Keine Flügelspieler, Außenverteidiger ohne taktische oder technische Finesse, eine Offensive mit gewaltigem Potential, aber ohne Konstanz. Dazu ein Kreativitätsdefizit und der schon fast traditionelle Abgang eines jungen, vielversprechenden Talents. Der Kader von Hertha wies mehr Baustellen auf als ganz Berlin. Und wie es nun mal Usus in der Hauptstadt ist, baulich, wie auch sportlich: Millionen werden investiert; Verbessern tut sich nichts.

Täglich grüßt das Umbruchtier

In Erinnerung bleibt der Ladebalken, dessen Verharren bei 22% man nur mit der Inkompetenz der Verantwortlichen oder ausgeprägten sadistischen Neigungen der Selbigen erklären kann. Ist man sich nicht sicher, ob der Computer gerade abgestürzt ist, hat man wenigstens noch die Wahl über STRG +  ALT + ENTF einen Neustart einzuleiten.

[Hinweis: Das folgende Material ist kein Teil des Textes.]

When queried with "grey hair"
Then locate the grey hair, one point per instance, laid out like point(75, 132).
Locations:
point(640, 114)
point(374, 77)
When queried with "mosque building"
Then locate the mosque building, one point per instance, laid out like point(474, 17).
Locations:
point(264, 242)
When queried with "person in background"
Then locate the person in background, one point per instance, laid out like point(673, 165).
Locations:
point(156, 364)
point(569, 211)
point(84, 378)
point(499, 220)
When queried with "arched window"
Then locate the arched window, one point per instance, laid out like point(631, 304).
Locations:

Hertha-Fans begeben sich nun panisch auf die Suche das Äquivalent dieser Tastenkombination bei ihrem Verein zu finden, nur um schockiert festzustellen, dass sie sich seit nunmehr drei Saisons in einer Zeitschleife von misslungen (Deadline)Transfers, gescheiterten Umbrüchen und zerstörten Hoffnungen befinden.

Koan neuer Leader

Investor Lars Windhorst ließ immer verlauten, dass er eine langfristige Partnerschaft mit Hertha anstrebe. Das diese Worte nur etwas wert sind, wenn sportlicher Erfolg dahintersteht, dürfte jedem klar sein. Langfristiger Erfolg bedeutet auch, dass man nachhaltig investiert. Spieler holt, die eine Mannschaft auf Jahre hin prägen können.

Stattdessen bediente man sich in der Riege der Alt-Herrenmannschaft. Das kann kurzfristig helfen, wenn man aber parallel seinen ganzen Kader ausverkauft, bleibt die Frage, welche Spieler überhaupt noch von der Erfahrung der Alt-Stars profitieren können.

Peinlich und enttäuschend

Der verkorkste Social-Media-Auftritt Herthas hat das Versagen der sportlichen Führung eindrucksvoll für die Nachwelt festgehalten. Man kann jetzt schon die Gehirne der Redakteure rattern hören. Welche gehässige Schlagzeile wird von der katastrophalen Misskommunikation Kunde tun? „Big-Ladebalken-Club“ oder doch „22 Prozent jagen einem Spieler hinterher“? Vielleicht hat Hertha ja auch seine Millionen in Anteile von WUMMS und FUMS gesteckt und liefert deshalb so zuverlässig Content für diese Satire-Seiten.

Unterm Strich kann man eigentlich gar nicht sauer auf Hertha sein. Man muss eher wütend das eigene Spiegelbild anschreien, warum man zugelassen hat, erneut enttäuscht zu werden.  Man wähnt sich wie in einer dieser Sitcoms, in denen über 16 quälend lange Staffeln zwei Charakter immer wieder knapp aneinander vorbei leben, obwohl es klar ist, dass sie füreinander geschaffen sind. Das geschieht nicht aus dramaturgischen Gründen, sondern weil man auch noch den letzten Cent aus der Aufmerksamkeit der Fans herausquetschen will. Es ist klar, dass nach sieben Staffeln die Zuschauer:innen schon soviel investiert haben, dass sie jetzt unbedingt wissen wollen, wie es ausgeht.

Die Enden dieser Serien sind meist enttäuschend, unbefriedigend und schlecht konstruiert. Man hat also die freie Entscheidung, ob man sich statt „The Big Bang Theory“ nicht einfach den Kader von Hertha und seinen Entstehungsprozess anguckt.